Je ne recommande pas ce bouillon aux gourmets.

Quand le caïd qui vous reçoit est magnifique, on sert ensuite le hamis; ce mets est remarquable. Je serai peut-être agréable à quelques personnes en en donnant la recette.

On le prépare soit avec du poulet, soit avec du mouton. Après avoir coupé la viande en petits morceaux, on la fait revenir dans le beurre sur la poêle.

On se procure ensuite un très léger bouillon en arrosant cette viande avec de l’eau chaude. (Je crois qu’il vaudrait mieux se servir de bouillon faible préparé d’avance.) On ajoute du poivre rouge en grande quantité, un soupçon de piment, du poivre ordinaire, du sel, des oignons, des dattes et des abricots secs, et on fait cuire jusqu’à ce que les dattes et les abricots se soient écrasés naturellement, puis on verse ce jus sur la viande. C’est exquis.

Le repas se termine invariablement par le kous-kous ou kouskoussou, le mets national. Les Arabes préparent le kous-kous en roulant à la main de la farine de façon à en former de petits grains pareils à du plomb de chasse. On cuit ces granules d’une façon particulière et on les arrose avec un bouillon spécial. Je serai muet sur ces recettes, pour qu’on ne m’accuse pas de ne parler que de cuisine.

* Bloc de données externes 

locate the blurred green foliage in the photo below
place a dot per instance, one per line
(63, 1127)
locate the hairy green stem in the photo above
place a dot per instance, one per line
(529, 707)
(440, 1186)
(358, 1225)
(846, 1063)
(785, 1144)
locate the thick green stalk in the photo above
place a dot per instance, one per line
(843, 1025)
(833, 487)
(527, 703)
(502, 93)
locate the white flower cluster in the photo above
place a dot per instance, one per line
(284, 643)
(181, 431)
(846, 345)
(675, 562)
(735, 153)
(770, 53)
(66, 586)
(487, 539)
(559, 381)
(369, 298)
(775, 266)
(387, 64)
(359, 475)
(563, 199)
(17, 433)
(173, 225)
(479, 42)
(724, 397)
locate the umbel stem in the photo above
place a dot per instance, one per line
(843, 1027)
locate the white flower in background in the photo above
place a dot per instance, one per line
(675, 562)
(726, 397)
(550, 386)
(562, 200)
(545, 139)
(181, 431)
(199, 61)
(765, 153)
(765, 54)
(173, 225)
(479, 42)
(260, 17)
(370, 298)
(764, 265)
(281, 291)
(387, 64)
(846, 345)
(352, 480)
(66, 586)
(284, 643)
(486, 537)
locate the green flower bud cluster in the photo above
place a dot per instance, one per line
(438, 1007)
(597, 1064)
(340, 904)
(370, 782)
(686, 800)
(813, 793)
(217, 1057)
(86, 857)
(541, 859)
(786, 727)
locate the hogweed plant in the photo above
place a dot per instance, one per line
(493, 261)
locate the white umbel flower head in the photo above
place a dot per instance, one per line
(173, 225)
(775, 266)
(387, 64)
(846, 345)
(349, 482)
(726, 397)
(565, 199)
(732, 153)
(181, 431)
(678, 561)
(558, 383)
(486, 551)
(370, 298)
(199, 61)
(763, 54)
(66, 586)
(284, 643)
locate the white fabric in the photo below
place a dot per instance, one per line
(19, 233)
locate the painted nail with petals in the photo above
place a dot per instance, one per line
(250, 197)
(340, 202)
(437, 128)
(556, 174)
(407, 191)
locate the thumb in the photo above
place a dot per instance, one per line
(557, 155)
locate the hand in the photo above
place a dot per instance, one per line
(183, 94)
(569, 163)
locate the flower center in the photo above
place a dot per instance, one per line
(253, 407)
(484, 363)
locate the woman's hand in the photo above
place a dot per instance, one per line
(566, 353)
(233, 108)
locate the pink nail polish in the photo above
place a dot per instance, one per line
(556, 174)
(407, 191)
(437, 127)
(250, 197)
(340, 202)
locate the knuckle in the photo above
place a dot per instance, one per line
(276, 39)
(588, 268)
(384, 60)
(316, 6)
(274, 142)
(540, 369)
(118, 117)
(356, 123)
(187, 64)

Quelquefois on apporte encore des petits gâteaux au miel, feuilletés, qui sont fort bons.

Chaque fois qu’on vient de boire, le caïd qui vous reçoit vous dit: Saa! (à votre santé!) On doit lui répondre: Allah y selmeck! ce qui équivaut à notre: «Que Dieu vous bénisse!» Ces formules sont répétées dix fois pendant chaque repas.

Tous les soirs, vers quatre heures, nous nous installons sous une tente nouvelle; tantôt au pied d’une montagne, tantôt au milieu d’une plaine sans limite.

Mais, comme la nouvelle de notre arrivée s’est répandue dans la tribu, on aperçoit de tous côtés, dans les lointains, dans la campagne stérile ou sur les collines, des petits points blancs qui s’approchent. Ce sont les Arabes qui viennent contempler l’officier et lui adresser leurs réclamations. Presque tous sont à cheval, d’autres à pied; un grand nombre montent des bourricots tout petits. Ils sont à califourchon sur la croupe, contre la queue des bêtes trottinantes, et leurs longs pieds nus traînent à terre des deux côtés.

Aussitôt descendus de leur monture, ils arrivent et s’accroupissent autour de la tente; puis ils restent là, immobiles, les yeux fixes, attendant. Enfin, le caïd leur fait un signe et les plaignants se présentent.

Car tout officier en tournée rend la justice d’une façon souveraine.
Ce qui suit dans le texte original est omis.